Impact Assessment

December 19, 2019

How to identify the impacts of a new requirement on an existing logical system model often depends on the level of the requirement and the phase of delivery.

When considering the impact of a change on the logical model you typically view the change from one of two perspectives. These are:

  • ‘Top-down’ where you consider the use cases and other transaction types for the application to determine which of these are impacted by the requirement. This is typical when you have a high-level or open requirement such as a change in regulations that may impact large areas of the application. You then drill down identifying the impacted logical components of each of the impacted use cases as you go.
  • ‘Bottom-up’ where you have very specific requirements to consider around individual components that need to be amended. You then need to work up to determine which of the use cases is impacted by the change and should be tested.

However in the end you will always meet in the middle as if you make a change to an individual component you will still need to know which transactions are impacted so that you know how to test it. If you start at the top then you need to drill down to the components that need to be amended or added to meet the requirement. The key point is that impact assessment requires detailed knowledge of the application and is iterative because as you identify components that are impacted by a change you will also identify where those components are used by other components so you need to also consider how those components are also impacted. Typically you are trying to identify these changes without access to a model of the application that you can interrogate to identify these impacts. Consequently this approach often ends up requiring a large amount of guess work to determine what may need to be changed and what needs to be tested.

Top Down Approach

Possibly the most logical approach. This assumes that you have a good understanding of the functionality of your application but in effect requires that you take the user story that you have been given and consider all of the use cases and select all of them that will need to be changed. When considering these you need to remember that not all of these have a person as the actor. These will include:

  1. User journeys – Where human actors are interacting with the application
  2. APIs – Where third party systems are interacting with the application
  3. Batch jobs – Where the system is performing actions on a selected set of transactions
  4. Diary events – Where the system is performing an action on a specific transaction at a particular point in time.

Once you have a list of all of these that are impacted (ideally it should be a short list for any given user story) then it is a case of documenting what needs to be changed for each one or to provide a description for the functionality required in a new component of that type. You will then need to drill down into each one to identify either missing child components or those that need to be amended and documenting each change.

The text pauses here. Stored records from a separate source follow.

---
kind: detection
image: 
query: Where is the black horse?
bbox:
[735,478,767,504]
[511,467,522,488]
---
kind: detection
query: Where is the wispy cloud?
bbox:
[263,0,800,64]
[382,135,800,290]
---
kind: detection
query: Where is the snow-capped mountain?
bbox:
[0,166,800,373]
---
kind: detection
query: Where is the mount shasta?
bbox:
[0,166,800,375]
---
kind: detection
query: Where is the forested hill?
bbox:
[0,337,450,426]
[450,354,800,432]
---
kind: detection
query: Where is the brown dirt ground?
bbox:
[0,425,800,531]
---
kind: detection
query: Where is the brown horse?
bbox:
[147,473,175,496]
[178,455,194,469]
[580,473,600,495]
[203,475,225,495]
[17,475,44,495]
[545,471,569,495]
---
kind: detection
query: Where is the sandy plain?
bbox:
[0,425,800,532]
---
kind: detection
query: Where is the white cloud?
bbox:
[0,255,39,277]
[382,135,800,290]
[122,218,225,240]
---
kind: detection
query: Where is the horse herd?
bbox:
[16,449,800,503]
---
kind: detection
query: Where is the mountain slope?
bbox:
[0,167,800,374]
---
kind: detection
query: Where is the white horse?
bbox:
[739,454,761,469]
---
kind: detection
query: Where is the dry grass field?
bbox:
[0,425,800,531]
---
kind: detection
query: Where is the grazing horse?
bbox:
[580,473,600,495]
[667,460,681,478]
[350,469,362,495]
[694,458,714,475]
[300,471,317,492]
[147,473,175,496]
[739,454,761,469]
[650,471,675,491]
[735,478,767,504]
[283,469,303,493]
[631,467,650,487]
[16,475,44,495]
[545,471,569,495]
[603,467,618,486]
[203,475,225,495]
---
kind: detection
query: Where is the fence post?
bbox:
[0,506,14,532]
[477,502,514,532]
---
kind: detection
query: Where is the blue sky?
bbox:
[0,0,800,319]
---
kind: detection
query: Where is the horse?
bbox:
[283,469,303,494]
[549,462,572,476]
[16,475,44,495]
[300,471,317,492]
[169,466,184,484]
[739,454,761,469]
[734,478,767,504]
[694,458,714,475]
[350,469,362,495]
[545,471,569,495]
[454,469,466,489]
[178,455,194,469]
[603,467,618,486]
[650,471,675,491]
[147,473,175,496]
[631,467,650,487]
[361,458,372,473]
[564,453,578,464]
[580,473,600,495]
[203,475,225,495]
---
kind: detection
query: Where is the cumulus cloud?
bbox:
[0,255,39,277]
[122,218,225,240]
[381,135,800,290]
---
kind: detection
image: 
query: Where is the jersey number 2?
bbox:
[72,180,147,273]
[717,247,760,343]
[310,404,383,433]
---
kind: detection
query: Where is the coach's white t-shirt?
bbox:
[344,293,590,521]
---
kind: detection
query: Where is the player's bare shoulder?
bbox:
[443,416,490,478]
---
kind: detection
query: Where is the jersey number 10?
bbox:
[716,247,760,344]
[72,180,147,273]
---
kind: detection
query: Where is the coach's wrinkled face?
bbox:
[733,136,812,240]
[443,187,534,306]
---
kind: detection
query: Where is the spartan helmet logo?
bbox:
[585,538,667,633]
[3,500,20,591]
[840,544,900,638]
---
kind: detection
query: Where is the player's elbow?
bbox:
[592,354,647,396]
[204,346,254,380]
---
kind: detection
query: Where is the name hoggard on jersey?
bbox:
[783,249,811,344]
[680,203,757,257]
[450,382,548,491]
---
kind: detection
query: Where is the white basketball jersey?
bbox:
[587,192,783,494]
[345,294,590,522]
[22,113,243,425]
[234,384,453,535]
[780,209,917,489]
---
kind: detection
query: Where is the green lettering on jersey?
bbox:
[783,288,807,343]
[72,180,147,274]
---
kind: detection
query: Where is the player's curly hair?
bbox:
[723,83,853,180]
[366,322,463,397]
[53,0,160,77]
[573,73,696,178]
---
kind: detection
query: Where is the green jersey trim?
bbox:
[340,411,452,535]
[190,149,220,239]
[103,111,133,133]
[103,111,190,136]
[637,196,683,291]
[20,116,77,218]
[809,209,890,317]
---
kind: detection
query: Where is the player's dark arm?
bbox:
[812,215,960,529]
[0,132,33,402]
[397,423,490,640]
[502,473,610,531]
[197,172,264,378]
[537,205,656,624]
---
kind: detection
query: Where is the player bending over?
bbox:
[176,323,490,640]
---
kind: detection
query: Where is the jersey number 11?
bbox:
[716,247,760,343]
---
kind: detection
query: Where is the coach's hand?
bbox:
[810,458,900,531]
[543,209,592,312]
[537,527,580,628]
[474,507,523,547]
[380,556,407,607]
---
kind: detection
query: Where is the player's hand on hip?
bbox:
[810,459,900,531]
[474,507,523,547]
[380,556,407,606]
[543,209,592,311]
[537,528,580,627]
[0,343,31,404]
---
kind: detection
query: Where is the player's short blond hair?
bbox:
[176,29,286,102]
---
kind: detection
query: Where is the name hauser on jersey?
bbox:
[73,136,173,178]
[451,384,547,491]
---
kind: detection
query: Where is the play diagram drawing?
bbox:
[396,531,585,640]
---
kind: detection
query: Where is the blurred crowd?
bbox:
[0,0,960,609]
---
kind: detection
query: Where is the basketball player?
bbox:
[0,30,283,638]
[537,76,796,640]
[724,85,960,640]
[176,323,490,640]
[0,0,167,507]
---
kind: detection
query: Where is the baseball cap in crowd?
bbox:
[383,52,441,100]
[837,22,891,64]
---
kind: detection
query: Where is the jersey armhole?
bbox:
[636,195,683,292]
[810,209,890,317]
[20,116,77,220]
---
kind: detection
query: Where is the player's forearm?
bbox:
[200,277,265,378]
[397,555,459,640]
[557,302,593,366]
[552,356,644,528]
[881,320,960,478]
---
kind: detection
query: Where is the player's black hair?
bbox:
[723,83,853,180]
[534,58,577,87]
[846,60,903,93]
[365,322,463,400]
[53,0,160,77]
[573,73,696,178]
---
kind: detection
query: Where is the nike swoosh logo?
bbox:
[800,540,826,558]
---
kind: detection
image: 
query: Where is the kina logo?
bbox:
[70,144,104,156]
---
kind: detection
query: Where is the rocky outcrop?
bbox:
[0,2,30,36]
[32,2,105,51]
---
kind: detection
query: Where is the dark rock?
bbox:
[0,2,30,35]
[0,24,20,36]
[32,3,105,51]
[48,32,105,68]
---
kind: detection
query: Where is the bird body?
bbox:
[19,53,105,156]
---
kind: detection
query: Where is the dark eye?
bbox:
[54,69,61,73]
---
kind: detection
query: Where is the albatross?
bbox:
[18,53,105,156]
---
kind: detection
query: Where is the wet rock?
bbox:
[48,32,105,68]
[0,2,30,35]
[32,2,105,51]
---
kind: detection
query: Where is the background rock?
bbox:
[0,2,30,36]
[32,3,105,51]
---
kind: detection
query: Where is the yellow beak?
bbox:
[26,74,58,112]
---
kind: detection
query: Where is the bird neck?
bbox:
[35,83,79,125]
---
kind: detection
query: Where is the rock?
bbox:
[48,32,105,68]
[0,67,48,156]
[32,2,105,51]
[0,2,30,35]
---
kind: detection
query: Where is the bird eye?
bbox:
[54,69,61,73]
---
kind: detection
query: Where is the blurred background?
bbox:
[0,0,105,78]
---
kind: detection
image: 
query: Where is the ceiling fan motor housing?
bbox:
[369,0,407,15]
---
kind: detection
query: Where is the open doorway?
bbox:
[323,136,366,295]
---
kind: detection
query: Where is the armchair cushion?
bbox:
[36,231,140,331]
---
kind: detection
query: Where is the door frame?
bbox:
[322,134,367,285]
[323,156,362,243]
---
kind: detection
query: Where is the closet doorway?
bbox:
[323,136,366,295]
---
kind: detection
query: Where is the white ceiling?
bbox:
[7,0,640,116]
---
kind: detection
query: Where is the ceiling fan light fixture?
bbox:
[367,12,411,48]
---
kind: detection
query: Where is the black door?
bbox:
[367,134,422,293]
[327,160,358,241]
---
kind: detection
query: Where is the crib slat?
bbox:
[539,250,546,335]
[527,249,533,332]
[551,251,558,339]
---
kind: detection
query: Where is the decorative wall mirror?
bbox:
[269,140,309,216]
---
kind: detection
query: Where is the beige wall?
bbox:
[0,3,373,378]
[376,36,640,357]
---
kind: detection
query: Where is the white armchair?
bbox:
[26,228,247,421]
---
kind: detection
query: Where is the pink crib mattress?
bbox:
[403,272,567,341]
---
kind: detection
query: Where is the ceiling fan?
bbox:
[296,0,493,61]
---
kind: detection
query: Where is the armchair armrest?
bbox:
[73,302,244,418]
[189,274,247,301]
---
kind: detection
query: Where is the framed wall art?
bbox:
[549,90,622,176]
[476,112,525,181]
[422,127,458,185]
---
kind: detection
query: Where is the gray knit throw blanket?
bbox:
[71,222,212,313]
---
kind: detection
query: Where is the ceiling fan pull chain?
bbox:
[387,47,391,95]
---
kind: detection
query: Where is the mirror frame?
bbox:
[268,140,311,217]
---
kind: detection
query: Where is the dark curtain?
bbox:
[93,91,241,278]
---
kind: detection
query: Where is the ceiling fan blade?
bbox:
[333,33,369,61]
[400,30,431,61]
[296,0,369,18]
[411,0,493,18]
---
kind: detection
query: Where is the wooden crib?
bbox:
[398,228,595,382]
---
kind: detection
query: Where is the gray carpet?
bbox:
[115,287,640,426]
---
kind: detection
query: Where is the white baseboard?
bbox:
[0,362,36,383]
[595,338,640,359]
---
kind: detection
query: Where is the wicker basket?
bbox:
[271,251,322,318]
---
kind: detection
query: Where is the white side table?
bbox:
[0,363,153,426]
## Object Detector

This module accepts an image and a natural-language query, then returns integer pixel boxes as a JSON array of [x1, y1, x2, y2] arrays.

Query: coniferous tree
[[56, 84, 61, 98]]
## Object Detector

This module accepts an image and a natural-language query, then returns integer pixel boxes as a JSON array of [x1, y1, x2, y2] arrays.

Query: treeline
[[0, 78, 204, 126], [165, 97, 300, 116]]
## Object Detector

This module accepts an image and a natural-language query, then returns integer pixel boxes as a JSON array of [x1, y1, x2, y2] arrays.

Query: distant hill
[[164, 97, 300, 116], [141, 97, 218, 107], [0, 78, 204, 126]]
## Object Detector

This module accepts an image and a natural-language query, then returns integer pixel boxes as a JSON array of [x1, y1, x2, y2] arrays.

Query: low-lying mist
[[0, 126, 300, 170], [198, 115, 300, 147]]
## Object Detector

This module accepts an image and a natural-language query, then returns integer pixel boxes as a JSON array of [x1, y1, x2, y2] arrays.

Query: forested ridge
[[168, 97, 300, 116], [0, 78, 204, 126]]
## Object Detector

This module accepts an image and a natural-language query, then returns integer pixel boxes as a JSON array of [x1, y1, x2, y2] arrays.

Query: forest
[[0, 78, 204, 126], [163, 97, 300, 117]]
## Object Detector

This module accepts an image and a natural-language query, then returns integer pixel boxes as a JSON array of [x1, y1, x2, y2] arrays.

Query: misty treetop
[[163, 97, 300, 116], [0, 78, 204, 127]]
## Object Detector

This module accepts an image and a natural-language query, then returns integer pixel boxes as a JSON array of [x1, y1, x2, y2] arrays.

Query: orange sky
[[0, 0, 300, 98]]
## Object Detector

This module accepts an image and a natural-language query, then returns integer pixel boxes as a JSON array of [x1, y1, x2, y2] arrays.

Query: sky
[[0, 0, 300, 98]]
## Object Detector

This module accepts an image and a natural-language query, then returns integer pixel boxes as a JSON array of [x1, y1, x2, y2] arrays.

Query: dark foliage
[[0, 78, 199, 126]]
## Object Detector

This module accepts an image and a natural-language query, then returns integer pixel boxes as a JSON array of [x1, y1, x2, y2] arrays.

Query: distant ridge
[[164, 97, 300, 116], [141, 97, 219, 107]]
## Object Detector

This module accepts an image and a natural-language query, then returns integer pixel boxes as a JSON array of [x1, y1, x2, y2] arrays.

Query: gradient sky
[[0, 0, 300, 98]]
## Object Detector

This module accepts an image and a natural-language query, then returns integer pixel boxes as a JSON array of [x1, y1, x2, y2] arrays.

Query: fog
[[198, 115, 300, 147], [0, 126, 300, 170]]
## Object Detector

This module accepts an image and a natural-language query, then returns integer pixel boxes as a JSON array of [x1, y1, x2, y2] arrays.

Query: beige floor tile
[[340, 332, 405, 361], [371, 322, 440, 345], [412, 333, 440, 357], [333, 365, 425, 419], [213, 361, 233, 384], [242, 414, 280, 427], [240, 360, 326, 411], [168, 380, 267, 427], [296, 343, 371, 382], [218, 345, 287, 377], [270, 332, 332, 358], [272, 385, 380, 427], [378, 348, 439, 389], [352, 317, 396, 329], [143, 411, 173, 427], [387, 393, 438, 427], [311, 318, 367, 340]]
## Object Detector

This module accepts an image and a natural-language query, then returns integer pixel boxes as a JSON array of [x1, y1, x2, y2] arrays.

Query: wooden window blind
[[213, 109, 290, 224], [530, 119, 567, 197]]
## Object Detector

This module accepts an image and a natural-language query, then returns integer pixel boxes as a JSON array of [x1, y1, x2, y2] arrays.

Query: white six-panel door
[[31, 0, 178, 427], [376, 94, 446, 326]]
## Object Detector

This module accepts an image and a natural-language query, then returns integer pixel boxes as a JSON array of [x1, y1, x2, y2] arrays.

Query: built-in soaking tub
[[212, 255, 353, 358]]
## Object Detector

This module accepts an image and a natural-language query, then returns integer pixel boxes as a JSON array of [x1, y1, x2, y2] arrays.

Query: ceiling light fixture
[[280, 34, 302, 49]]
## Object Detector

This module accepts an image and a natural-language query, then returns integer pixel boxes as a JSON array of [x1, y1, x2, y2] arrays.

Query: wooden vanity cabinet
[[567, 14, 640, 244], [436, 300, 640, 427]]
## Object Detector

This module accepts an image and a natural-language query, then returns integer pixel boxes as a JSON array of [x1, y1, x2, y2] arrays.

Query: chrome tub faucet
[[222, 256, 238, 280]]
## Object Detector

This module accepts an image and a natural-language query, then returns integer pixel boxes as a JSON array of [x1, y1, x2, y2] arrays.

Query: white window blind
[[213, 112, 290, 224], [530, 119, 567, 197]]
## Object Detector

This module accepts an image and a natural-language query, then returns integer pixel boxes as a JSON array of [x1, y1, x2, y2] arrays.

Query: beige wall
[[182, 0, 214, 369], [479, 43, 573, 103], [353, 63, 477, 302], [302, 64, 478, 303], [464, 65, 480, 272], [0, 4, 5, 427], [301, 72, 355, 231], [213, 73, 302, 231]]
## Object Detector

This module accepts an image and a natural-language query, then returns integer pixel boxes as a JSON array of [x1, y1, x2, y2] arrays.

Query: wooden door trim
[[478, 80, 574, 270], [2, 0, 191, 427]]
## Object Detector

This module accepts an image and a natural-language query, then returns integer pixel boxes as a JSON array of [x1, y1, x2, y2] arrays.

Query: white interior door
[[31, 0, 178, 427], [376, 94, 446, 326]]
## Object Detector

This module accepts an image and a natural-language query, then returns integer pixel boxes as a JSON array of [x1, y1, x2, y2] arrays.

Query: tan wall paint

When you have completed this process you will have a good understanding of the impact of the requirement on the logical model and the changes that you intend to make. You are then ready to start the bottom up impact assessment.

Bottom Up Approach

This approach is used when you have a very specific requirement such as a change to a low level requirement like an existing email or form. In these circumstances the need is to identify the dynamic components that will require testing for the change that you have applied as they have been impacted. E.G. I add a new field to a form. Which journeys use that form and will need to be tested. Functional test cases are used to simulate the behaviour of system users to exercise the new functionality and prove that it behaves as expected. When completing a bottom up impact assessment then effectively you are taking each of the elements of the application that you have changed and are then identifying each use case for the application that you need to execute to see the change applied is implemented as expected.

Review Point

This is an excellent review checkpoint for the product owner and the accountable stakeholder for the requirement to agree that the impact assessment is correct and nothing has been missed. The next phase of the process will be to specify the detail of the changes required to each of the components on the list in the form of acceptance criteria.